A A schematic of the experimental setup and purge box used for gas absorption measurements. B Experimental data plots with fits for delay line, chirped pulse, and supercontinuum signals, showing unreliable fits for supercontinuum and chirped pulses due to a short measurement window of 2 ps. C Expanding the measurement window (i.e., the chirped pulse width, T_c) improves the accuracy of the fits for extracting the line-averaged number density in single-shot measurements (i.e., concentration) of gaseous molecules (\(\widetilde{{\mbox{n}}}=\frac{1}{{\mbox{L}}}{\int }_{0}^{{\mbox{L}}} {\mbox{ndL}}\), where n is the number density and L is the path length). However, (D) the uncertainty in estimating \(\widetilde{{\mbox{n}}}\) increases as T₀ increases (i.e., as the probe bandwidth decreases).

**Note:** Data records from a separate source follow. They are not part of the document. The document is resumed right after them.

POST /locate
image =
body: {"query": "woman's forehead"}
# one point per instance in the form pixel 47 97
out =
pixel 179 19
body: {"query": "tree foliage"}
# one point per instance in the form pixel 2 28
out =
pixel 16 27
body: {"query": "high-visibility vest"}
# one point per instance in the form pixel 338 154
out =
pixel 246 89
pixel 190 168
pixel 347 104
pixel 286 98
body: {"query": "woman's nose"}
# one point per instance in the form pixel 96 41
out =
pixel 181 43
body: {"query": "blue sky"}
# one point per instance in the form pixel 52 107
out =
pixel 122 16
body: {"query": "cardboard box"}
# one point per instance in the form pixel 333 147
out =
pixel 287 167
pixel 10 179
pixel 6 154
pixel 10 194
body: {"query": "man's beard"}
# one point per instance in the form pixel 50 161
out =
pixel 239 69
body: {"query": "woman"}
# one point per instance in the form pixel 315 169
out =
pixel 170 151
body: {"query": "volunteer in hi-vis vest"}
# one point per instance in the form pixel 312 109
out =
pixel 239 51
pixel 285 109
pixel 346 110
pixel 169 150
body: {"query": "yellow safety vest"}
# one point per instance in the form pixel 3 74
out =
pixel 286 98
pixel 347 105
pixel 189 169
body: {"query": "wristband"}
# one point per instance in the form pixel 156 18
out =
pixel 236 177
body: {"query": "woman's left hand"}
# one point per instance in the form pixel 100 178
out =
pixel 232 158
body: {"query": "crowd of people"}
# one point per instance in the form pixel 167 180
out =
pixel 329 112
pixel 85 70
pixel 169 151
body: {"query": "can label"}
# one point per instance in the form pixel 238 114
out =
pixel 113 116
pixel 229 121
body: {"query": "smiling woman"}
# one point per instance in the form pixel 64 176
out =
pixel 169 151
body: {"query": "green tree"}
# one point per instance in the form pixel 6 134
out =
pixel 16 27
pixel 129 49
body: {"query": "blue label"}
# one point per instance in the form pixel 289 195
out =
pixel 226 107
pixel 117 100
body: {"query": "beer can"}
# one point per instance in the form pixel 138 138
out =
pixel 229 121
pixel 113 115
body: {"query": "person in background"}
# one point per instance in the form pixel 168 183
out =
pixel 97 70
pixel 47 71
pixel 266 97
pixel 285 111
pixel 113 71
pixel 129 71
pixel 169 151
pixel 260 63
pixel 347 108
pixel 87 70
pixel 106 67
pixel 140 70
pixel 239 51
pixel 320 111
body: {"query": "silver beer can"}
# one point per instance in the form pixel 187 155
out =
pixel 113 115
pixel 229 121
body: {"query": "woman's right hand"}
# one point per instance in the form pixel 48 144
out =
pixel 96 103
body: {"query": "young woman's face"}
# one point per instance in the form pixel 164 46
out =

The uncertainty (\({\delta}\widetilde{{\mbox{n}}}\)) was quantified by calculating the standard deviation of the \(\widetilde{{\mbox{n}}}\) vs measurement window curve for a given T₀, after subtracting its moving average to remove the baseline variation. E Accurate fits of H₂O rotational lines are achieved in the limit of long T_c and short T₀ for single-shot schemes. A bootstrap statistical analysis³⁶ gave the confidence intervals of these fits.